Corporate hurdle rates: I have long argued against computing a corporate cost of capital and using it as a hurdle rate on investments and acquisitions, and that argument gets even stronger, when the investments or acquisitions are cross-border and in different currencies. If a European company takes its Euro cost of capital and uses it to value Hungarian, Polish or Russian companies, not correcting for either country risk or currency differentials, it will find a lot of “bargains”.
Mismatched Currency Frames of Reference: We all have frames of reference that are built into our thinking, based upon where we live and the currencies we deal with. Having lived in the US for 40 years and dealt with more US companies than companies in any other market, I tend to think in US dollar terms, when I think of reasonable, high or low growth rates. While that is understandable, I have to remember that when conversing with an Indian analyst in Mumbai, whose day-to-day dealings in rupees, the growth rates that he or she provides me for a company will be in rupees. Consequently, it behooves both of us to be explicit about currencies (my expected growth rate for Infosys, in US dollars, is 4.5% or my cost of capital, in Indian rupees, is 10%) when making statements, even though it is cumbersome.

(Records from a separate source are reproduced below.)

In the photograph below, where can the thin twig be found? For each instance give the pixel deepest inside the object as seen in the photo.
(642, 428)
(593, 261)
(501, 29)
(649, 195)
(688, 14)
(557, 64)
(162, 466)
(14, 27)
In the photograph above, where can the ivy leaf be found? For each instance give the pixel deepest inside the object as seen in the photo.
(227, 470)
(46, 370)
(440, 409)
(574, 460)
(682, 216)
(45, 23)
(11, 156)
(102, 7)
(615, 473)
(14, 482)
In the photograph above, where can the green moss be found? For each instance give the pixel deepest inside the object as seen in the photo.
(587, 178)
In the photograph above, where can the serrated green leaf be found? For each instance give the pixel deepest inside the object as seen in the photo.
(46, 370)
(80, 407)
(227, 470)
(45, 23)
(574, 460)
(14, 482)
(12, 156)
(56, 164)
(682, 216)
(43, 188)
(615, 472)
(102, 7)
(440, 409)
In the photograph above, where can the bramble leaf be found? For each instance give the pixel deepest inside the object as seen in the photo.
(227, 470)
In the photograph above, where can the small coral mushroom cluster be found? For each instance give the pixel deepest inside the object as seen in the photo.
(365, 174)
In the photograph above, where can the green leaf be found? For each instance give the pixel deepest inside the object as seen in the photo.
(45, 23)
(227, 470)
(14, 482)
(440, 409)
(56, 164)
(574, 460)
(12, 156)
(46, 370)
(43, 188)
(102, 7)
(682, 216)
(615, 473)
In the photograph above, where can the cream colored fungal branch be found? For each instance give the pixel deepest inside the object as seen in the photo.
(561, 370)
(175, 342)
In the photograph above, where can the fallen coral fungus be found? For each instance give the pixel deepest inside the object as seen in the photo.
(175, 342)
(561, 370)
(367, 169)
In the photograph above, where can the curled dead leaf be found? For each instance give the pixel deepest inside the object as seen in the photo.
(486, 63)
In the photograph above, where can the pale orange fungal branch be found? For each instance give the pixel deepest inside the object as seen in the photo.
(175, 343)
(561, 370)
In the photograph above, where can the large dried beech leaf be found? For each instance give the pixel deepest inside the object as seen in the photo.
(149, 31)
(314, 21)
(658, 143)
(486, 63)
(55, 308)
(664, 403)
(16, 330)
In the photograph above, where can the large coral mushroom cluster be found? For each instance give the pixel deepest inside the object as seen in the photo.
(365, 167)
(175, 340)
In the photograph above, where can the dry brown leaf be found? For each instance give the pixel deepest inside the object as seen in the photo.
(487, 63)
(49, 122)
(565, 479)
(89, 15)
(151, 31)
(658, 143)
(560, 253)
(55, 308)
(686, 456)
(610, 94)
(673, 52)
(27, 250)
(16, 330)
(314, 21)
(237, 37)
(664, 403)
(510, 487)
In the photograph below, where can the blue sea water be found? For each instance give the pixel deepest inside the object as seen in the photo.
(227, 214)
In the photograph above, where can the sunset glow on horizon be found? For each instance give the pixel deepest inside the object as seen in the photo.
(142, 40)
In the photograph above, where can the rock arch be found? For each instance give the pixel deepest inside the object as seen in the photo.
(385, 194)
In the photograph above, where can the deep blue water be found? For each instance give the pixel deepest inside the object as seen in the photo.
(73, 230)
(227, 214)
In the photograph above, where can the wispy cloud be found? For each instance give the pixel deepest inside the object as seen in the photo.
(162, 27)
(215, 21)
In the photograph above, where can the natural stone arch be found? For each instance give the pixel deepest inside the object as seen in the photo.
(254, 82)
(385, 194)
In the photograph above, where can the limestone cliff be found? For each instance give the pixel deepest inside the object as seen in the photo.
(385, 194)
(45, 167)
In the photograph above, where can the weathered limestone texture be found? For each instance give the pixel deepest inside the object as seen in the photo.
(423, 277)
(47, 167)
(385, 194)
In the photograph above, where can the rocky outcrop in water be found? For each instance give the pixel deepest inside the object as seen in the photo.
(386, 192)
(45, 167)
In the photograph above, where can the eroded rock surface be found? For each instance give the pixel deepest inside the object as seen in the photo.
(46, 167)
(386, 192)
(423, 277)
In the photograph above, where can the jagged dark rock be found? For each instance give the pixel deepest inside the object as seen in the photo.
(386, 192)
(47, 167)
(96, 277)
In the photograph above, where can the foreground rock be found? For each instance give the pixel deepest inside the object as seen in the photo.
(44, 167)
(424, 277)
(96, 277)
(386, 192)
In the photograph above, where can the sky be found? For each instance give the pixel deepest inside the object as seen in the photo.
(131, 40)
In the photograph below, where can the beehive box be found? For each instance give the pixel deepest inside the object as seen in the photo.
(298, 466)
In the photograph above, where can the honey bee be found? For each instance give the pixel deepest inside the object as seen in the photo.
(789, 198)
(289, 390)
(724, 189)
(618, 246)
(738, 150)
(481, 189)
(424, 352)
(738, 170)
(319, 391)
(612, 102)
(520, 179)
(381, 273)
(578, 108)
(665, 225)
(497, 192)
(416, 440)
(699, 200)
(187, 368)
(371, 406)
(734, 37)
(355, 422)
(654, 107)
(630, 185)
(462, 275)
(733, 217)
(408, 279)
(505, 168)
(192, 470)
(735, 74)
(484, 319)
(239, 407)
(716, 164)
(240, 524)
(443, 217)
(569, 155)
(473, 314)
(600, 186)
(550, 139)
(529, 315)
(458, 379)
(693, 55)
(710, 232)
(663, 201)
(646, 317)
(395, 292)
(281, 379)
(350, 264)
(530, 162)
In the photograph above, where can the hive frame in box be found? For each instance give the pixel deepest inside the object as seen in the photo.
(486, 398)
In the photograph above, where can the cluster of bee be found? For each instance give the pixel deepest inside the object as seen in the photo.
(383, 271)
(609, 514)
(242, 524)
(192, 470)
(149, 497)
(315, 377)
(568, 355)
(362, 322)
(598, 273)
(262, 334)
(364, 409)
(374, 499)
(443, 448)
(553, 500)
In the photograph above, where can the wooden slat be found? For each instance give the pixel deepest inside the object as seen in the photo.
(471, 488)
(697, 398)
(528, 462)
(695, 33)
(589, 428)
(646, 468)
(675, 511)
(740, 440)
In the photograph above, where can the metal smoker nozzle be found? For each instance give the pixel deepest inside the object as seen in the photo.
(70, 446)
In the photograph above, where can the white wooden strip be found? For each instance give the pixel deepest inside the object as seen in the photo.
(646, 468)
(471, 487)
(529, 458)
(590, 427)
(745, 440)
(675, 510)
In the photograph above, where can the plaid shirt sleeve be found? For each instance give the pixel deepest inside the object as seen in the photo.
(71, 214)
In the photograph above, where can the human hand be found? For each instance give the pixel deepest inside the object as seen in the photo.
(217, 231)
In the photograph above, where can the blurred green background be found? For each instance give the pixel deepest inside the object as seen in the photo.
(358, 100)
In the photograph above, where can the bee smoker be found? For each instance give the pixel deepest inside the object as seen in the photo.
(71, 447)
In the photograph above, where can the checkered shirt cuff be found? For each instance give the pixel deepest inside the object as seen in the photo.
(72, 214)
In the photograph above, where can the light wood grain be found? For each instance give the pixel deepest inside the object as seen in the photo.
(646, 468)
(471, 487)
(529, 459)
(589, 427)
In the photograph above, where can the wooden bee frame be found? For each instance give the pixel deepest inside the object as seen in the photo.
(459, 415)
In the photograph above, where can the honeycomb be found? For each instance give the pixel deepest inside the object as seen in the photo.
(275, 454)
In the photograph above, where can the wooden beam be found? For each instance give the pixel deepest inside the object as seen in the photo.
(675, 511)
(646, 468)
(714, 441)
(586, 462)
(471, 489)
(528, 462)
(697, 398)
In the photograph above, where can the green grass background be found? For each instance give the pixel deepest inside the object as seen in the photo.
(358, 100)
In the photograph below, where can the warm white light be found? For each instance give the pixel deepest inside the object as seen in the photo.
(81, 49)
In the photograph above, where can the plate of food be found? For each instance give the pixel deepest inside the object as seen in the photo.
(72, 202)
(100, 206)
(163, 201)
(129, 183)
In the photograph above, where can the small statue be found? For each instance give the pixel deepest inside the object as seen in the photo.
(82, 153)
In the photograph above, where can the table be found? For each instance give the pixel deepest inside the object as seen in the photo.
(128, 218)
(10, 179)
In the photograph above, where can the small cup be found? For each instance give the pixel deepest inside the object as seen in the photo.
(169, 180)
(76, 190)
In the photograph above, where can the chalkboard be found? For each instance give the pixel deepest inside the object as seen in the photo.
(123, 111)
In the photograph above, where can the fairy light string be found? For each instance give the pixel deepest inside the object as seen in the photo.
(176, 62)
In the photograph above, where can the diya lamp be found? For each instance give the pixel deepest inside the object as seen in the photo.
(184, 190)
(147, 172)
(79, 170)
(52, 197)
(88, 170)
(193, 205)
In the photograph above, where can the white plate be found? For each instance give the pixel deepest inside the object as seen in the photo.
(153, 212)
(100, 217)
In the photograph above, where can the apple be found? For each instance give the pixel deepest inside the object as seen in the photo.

One of the side costs of globalization is that you can no longer assume, especially if you are a US investor or analysts, that the conversations that you will be having will always be on your currency terms (presumably dollars). Understanding how currencies are measurement tools, not instruments of risk or asset classes, will make that transition easier.
Conclusion
In this post, I looked at two variables, country and currency, that are often conflated in valuation, perhaps because risky countries tend to have volatile currencies, and separated the discussion to examine the determinants of each, and why they should not be lumped together. I can invest in a company in a risky country, and I can choose to do the valuation in US dollars, but only if I recognize that the currency choice cannot make the country risk go away. In other words, a Russian or Brazilian company will stay risky, even if you value it in US dollars, and a company that gets all of its revenues in Northern Europe will stay safe, even if you value it in Russian Rubles.